Solidarité nationale : 2 741 cadres formés aux marchés publics en deux mois
Entre avril et mai, le ministère de la Solidarité nationale a organisé 97 sessions de formation sur les marchés publics et la gestion des dépenses à travers les wilayas du pays. L’opération a mobilisé près de 250 encadreurs issus de la Cour des comptes, de l’Inspection générale des finances et du Trésor public. Le chiffre donne la mesure de l’effort : 2 741 cadres formés en moins de deux mois, dans 97 sessions tenues dans les directions de l’action sociale et de la solidarité (DASS) à l’échelle nationale. Le programme, conduit du 1er avril au 28 mai 2026, ciblait des directeurs de wilayas, des chefs de service, des inspecteurs, des gestionnaires d’établissements sous tutelle, des économes et des membres des commissions d’ouverture des plis et d’évaluation des offres. Selon le communiqué du ministère, l’initiative a été lancée « en application des orientations de la ministre Soraya Mouloudji, visant à consacrer les principes de gouvernance, de modernisation du service public et de maîtrise idoine des dépenses publiques ». Le texte insiste sur la qualité du dispositif pédagogique, décrit comme relevant d’« une coordination de haut niveau et d’un encadrement par des compétences qualifiées ».

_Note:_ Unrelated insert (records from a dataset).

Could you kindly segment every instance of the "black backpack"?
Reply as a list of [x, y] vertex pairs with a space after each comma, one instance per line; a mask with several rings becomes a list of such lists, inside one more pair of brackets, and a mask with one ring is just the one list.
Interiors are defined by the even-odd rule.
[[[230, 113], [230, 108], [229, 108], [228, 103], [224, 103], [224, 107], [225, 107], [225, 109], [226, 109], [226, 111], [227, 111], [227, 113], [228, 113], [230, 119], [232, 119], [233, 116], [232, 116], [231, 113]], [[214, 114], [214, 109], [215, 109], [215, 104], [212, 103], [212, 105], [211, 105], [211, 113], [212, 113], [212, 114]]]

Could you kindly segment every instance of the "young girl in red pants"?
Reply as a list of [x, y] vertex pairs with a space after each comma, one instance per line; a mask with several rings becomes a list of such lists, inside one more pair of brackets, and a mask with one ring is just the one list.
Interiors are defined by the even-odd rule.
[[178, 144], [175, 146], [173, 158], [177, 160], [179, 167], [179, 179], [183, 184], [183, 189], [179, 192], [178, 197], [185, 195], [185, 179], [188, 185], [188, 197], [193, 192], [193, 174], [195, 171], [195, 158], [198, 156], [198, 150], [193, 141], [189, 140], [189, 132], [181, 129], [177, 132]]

Les formateurs venaient d’horizons variés : magistrats de la Cour des comptes, cadres de l’Inspection générale des finances, agents des services de contrôle budgétaire, du Trésor public, de la Sûreté nationale, mais aussi enseignants d’universités algériennes et responsables de diverses directions de wilaya. Près de 250 encadreurs au total ont animé ces sessions à travers le territoire. La démarche répond à un constat que le ministère ne formule pas explicitement mais qui transparaît entre les lignes : les procédures de passation des marchés publics et de gestion des dépenses restent un point de fragilité dans les structures déconcentrées de l’action sociale. Former les gestionnaires de terrain sur ces règles, c’est réduire les risques de rejet des dossiers, de blocage des opérations d’investissement ou de mise en cause de responsabilités administratives.
Le communiqué formule l’objectif de façon directe : cette démarche « vise à renforcer les capacités des gestionnaires locaux et à assurer le strict respect des procédures administratives et juridiques, ce qui garantit la relance des opérations d’investissement et l’amélioration des services fournis pour une prise en charge idoine des catégories ciblées ».
Le secteur de la solidarité nationale gère un réseau d’établissements dense — centres pour personnes âgées, structures d’accueil pour enfants, centres de rééducation — dont le fonctionnement dépend de la capacité des gestionnaires locaux à engager les dépenses dans les règles. Un dossier mal ficelé ou une procédure mal suivie peut immobiliser une opération de réhabilitation ou retarder un marché de fournitures, avec des conséquences directes sur les bénéficiaires.
L’implication d’institutions de contrôle comme la Cour des comptes et l’IGF dans le volet pédagogique envoie un signal clair aux cadres du secteur : la tolérance pour les irrégularités procédurales est faible, et la formation est aussi une mise en garde.